Turkey has been a big destination for Russian base oil exports, but volumes fell 43 percent in 2012, Kim said, citing Argus data. Last year exports from Russia to Turkey fell to just 120,000 tons, compared to 220,000 in 2011, she said. Weather was part of the reason, she explained, as heavy frost and strong winds on the Black Sea in January 2012 limited loadings from Russia and Ukraine. Also, changes in Turkeys regulations on exports and imports of base oils caused a drop in overall base oil imports to Turkey, regardless of country of origin, after June of 2012.
Where to Find Relief
Domestic lubricant consumption has the potential to soak up at least some of the decrease in export volume. SVL contends that strong car sales in Russia and the countrys growing industrial sector could lead to a rise in domestic lubricants sales. It is becoming more important [for Russian refiners] to accommodate base oil demand in the internal market rather than exporting to any other foreign country, Kim said.
Some believe CIS refiners could better the position of their base oil businesses by upgrading their product. A significant portion of global base oil consumption has shifted from API Group I to Group II and III, but 97 percent of capacity in CIS countries is still Group I. Several CIS refiners have announced plans to upgrade, but few of the projects have come online, and several have been delayed.
Russian refiners have ambitions to produce more than one million [t/y] of Group II and III, Kim said. But no one is near to achieving their goal except for Tanecos base oil complex in Nizhnekamsk. Taneco, a subsidiary of Tatneft, has been building a 100,000 t/y Group II and III plant that was scheduled to open this year.
Rosneft has announced plans for Group II and III upgrades at its plants in Angarsk and Novo Kuibyshev, and those projects are scheduled to be completed in 2015 and 2017, respectfully. A Group II upgrade of Slavnefts Yaroslavl plant is scheduled to open in 2015. Lukoils Volgograd plant already has capacity to make a small amount of Group III – 30,000 t/y – but a project to increase that volume by 230,000 t/y is due to be completed in 2016.
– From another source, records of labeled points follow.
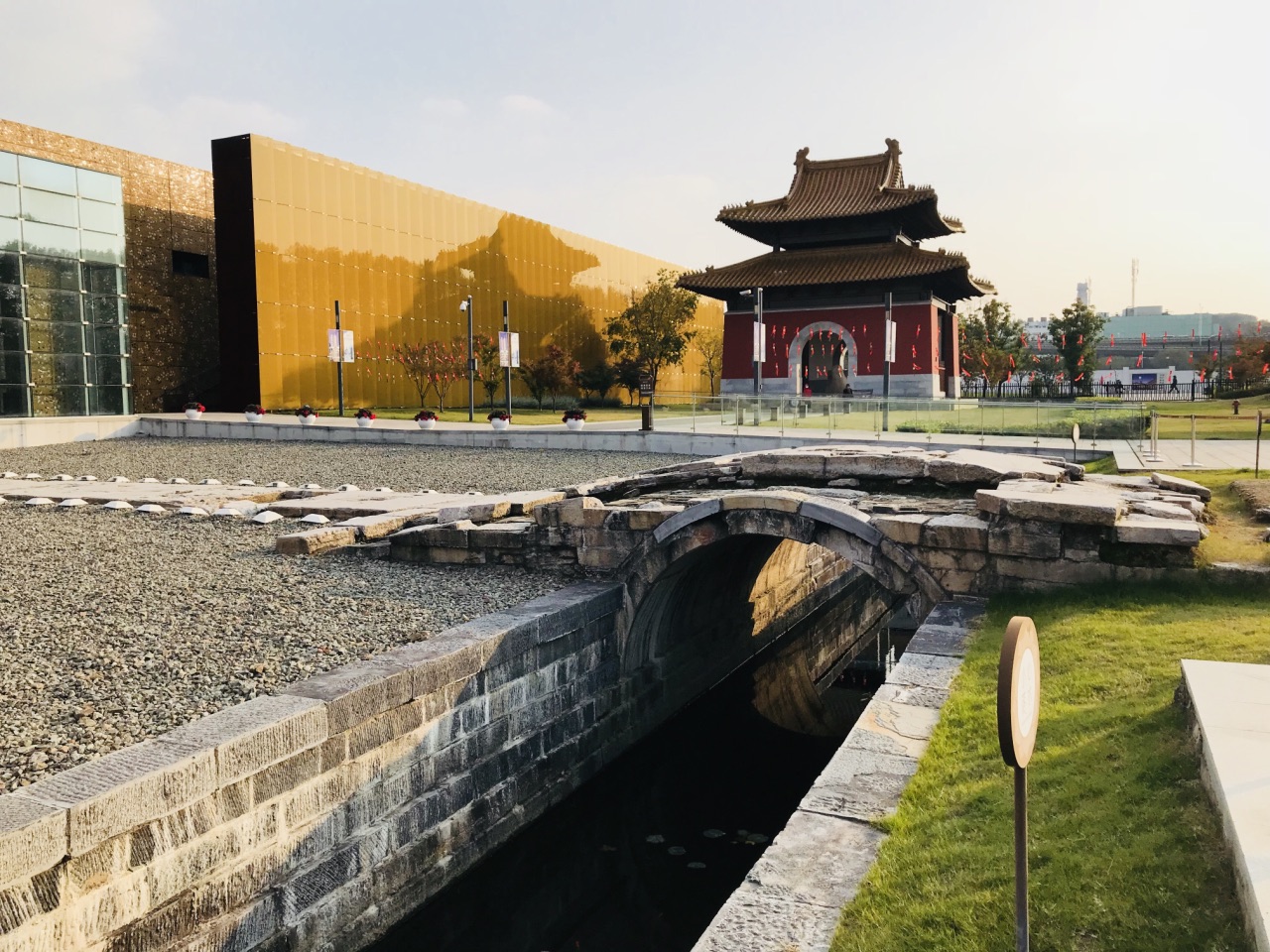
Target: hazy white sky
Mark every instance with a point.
(1071, 137)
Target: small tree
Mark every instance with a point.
(1076, 335)
(653, 330)
(992, 344)
(598, 379)
(629, 372)
(708, 344)
(548, 373)
(431, 367)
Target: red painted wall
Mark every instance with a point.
(916, 338)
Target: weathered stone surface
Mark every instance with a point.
(978, 467)
(1176, 484)
(33, 837)
(841, 516)
(858, 784)
(955, 531)
(1153, 531)
(905, 529)
(126, 788)
(249, 737)
(770, 500)
(316, 540)
(357, 692)
(874, 466)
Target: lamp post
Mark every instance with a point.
(466, 304)
(757, 294)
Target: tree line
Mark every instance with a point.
(652, 334)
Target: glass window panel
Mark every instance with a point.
(109, 400)
(53, 273)
(107, 249)
(53, 177)
(51, 239)
(103, 278)
(56, 338)
(10, 302)
(12, 336)
(108, 340)
(99, 185)
(103, 309)
(13, 400)
(49, 207)
(99, 216)
(10, 235)
(107, 371)
(8, 200)
(13, 368)
(44, 304)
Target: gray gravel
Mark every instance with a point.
(116, 627)
(449, 470)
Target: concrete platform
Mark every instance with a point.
(1230, 708)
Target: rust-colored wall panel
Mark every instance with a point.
(167, 206)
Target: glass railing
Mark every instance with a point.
(957, 421)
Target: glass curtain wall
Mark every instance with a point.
(64, 315)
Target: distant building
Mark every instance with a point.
(843, 240)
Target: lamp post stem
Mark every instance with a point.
(1021, 939)
(507, 385)
(471, 366)
(339, 362)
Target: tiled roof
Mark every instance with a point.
(849, 264)
(839, 188)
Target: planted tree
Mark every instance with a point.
(1076, 335)
(992, 343)
(595, 380)
(653, 331)
(431, 366)
(708, 344)
(548, 373)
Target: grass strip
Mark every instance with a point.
(1127, 852)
Turkmenistans Turkmenbashi Oil Processing Co. is the only other plant in the CIS region making Group II or III stocks. The facility is small – capacity is just 80,000 t/y, including 70,000 t/y of Group II – but Kim held it up as example of what an upgraded facility can accomplish. Base stocks from the Turkmenbashi plant are higher quality than most of those produced elsewhere in the CIS, she said, and they have a wider range of uses. In addition to higher performance lubricants, Turkmenbashi Group II is being used for applications such as medicinal substances, cosmetics and as an ingredient in white oils.
The Turkmenbashi refinery is now very well equipped with new technology and good infrastructure, making it possible to produce higher quality products, Kim concluded.
Other CIS base oil producers hope to derive similar benefits upon completion of their own upgrades. In the meantime, at least some of them are experiencing lean times.